— Иду уже, открываю! — пропела я и снова в коридор выдвинулась. В голове такой хаос был, что куда уж там первозданному.
Много чего я про Дашу знала: что любит, что не любит, какой помадой пользуется, каким голосом смеется, как в ресторанах стесняется еду заказывать, как одежду себе покупает — жадно, не глядя на цены, боясь, что больше потом не позволят. Я даже знала, в какой она позе засыпает, Сеня рассказал, что мы с ней в этом одинаковые. Он ведь с ней, правда, до первой брачной ночи ни разу, как и полагается в приличных домах. А если честно, то просто догуливал то, что нам с ним тогда оставалось. Вроде как, пока Спутник свою избранницу супругой в том самом смысле не сделал, это еще и не измена. Так что Сеня долго тянул с женитьбой. А я, ну как помешанная, его все время про невесту расспрашивала. Так ведь совсем не то, что нужно, выяснила-то. Может, знай я про Дашину жизнь заранее, своими бы руками ей Сеню передала? Мне-то что, я справлюсь, я крепкая, а мирской девочке помощь нужнее.

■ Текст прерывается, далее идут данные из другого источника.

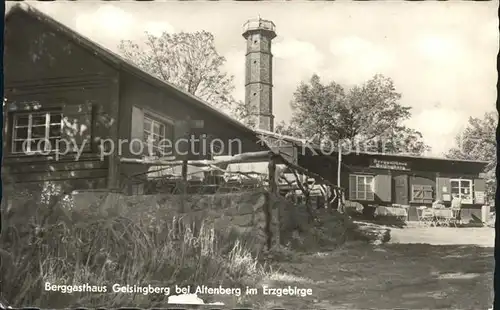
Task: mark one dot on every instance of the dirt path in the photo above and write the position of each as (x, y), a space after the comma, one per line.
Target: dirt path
(412, 276)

— Слушай, я тут, пока в метро ехала, такую фишку классную придумала, ты просто щаз вся упадешь, когда расскажу. Ты собачек в сумочках видела когда-нибудь?
— Где? В Москве?
— Ну не знаю, в кабаке, там, каком-нибудь или в салоне красоты… Когда сидит такая цаца вся из себя прекрасная, а у нее из сумочки собачка маленькая пырится? — Жека даже раздеваться умудрилась как-то громко, не говоря уже про манеру изложения. Я пожала плечами и попыталась объяснить Дуське, что у нас сейчас на кухне делается. Но не смогла перебить. — Ну вот, а я тут подумала, что можно новую моду ввести. Не на собачек, а на каких-нибудь обезьянок маленьких. Например, на мармозеток. Чтобы их точно так же с собой везде таскать… Они же мелкие такие. И не гавкают. И наряжать во все можно, даже от «Дольче и Габбана» например. Ну? — Евдокия разобралась со всяческими пуговицами и молниями, предстала передо мной в таком непристойно-прекрасном виде, что я снова как-то промолчала.
— Не получится, они замерзнут на фиг! — отозвался вместо меня Гунька. Прямо с кухни крикнул, но так… Не воплем, а протяжным капризным тоном.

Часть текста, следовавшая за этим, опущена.